白い仮面を被った『クオレ』を連れてだな。俺達は西方ファマメント国の三国隣接地帯の一つ、トライアンに向かう事になっている訳だ。
王様に頼まれちゃしかたがねぇ……っていうか。
恐らくは、コイツを南国に置きっぱなしにするのも色々とまずいのだろう。
クオレを魔王八逆星達がどのような扱いにしているのかいまいちよく分からないのだが……。
例えば捕えて牢屋に入れておいたり、エルークとして裁いてしまったり、果ては主張の通り殺してしまったりすると、だな。
魔王八逆星側に南国カルケードを攻撃する口実を与えてしまう事に成りかねないのだそうだ。
攻め入りたいなら口実もお膳立ても面倒だ、堂々と入り込んでくればいいだろう。俺はそう思うんだが……魔王連中の思惑ってのはもう少し高等なのな。
要するに、縁が結べるか結べないかって事だとか天使教的にナッツが言っていた。
これが在るか無いかで『外部』に向ける情報が違ってくる。
まずケースその1。
カルケード国で魔王八逆星クオレを仕留めた、という事になったとしよう。この場合辿る展開は二つある。一つは、クオレが実はエルークだという情報が悪意を持って意図的に流され、カルケード第二王子が魔王だったとはどういう事だ?的な不満を煽られる場合。それから……魔王八逆星達が討ち取られたクオレの報復に出る、という場合だな。魔王八逆星が何をしたいか、にもよるだろうが。
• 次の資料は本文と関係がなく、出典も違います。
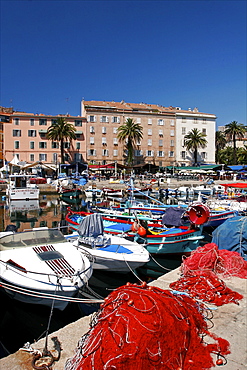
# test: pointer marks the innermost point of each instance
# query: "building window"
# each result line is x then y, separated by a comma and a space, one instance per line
42, 157
32, 133
42, 121
66, 145
54, 157
92, 118
16, 133
55, 145
92, 152
115, 119
104, 119
42, 145
149, 153
78, 157
138, 153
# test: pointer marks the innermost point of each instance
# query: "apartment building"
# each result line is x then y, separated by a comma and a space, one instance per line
5, 118
186, 120
164, 129
25, 137
240, 142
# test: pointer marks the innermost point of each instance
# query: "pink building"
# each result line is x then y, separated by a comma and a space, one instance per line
25, 137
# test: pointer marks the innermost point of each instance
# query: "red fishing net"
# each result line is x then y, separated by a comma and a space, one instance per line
140, 327
200, 271
210, 258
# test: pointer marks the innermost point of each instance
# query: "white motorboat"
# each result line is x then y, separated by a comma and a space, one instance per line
91, 192
20, 188
40, 266
114, 253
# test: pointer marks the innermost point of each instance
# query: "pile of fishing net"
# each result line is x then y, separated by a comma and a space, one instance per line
140, 327
200, 274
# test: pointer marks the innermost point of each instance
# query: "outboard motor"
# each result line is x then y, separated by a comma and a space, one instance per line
11, 227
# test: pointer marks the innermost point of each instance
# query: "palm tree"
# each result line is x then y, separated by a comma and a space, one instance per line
130, 133
220, 142
234, 131
193, 140
61, 130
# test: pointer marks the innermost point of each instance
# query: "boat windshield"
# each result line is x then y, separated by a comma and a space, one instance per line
31, 238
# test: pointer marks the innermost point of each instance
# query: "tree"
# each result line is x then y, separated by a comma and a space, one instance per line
234, 131
61, 130
220, 142
193, 140
130, 133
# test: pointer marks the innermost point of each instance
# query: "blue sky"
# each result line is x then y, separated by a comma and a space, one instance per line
181, 53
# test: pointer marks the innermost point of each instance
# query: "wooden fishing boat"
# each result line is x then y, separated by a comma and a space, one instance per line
173, 237
20, 188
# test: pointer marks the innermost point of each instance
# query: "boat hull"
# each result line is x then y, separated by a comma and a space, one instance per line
39, 297
22, 194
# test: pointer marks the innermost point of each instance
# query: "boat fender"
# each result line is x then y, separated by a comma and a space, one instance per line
135, 226
142, 231
46, 359
198, 214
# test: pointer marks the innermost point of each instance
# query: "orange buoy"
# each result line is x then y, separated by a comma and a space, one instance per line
142, 231
135, 226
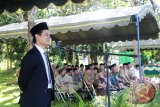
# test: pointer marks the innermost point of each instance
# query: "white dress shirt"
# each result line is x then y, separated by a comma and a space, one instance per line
41, 50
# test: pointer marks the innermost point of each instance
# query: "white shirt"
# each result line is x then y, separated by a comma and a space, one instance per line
41, 50
136, 73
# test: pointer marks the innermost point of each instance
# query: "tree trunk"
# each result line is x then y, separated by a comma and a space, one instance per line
67, 54
74, 55
7, 57
89, 56
135, 52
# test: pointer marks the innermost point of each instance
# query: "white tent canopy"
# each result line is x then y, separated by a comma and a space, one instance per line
99, 26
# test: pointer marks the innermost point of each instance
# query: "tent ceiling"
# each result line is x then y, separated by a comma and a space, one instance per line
99, 26
28, 4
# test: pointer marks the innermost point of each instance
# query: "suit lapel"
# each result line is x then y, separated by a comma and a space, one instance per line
41, 59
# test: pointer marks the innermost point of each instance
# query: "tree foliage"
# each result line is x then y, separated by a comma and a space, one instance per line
17, 47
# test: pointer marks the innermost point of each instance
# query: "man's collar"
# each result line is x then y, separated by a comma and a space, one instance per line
39, 48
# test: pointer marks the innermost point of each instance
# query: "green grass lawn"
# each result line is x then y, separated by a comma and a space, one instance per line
9, 94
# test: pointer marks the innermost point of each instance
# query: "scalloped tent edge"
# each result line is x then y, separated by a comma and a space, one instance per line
28, 4
105, 25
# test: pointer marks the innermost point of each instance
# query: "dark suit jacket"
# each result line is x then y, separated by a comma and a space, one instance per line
33, 80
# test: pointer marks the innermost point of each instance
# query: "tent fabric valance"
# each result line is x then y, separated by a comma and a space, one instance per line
28, 4
145, 44
105, 25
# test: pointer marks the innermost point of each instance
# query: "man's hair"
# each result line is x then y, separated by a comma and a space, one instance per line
34, 37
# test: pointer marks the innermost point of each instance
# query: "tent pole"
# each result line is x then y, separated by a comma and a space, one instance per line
138, 43
106, 56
魔王との縁を辿ってファマメント国がカルケード国に戦を仕掛けたいという意図を持っていたとすると案外、有り得無くはないという事が分かるだろう。一体全体どこの国で魔王が飼われいるのかよく分かってないだろ?少なくともカルケードは白だけど、ファマメント国はどうなのだろう。魔王討伐隊を出しているとは言え、天使教と逆サイドにあたる政治部門の裏側など分かったものじゃないってのはランドールの件とか含めよーくわかった。
ケースその2。
クオレあるいはエルークとしてカルケードで拘束、幽閉した場合はどうなるか。ケース1の場合とほぼ同じだな。殺せばいいってもんじゃない、生きてても問題だ。そもそもクオレにはカルケードに向けた圧倒的な悪意がある。これが解消しない限り……ケース1と同じ事になるだろう。
ケースその3。
カルケード国でクオレをエルークと認知し、エルークとして裁いた場合。生死の問題はケース1,2と同じく。違うのはクオレがカルケード第二王子だと国で認めた上でこれを裁くという厳粛な態度を取った事。これが出来れば色々とカルケードにもお膳立てが成立するんだよな。ようするに、きっかり縁が切れる。ケース3が成立するならカルケードは魔王ときっちり縁が切れるので余計な計略に巻き込まれなくて済むだろう。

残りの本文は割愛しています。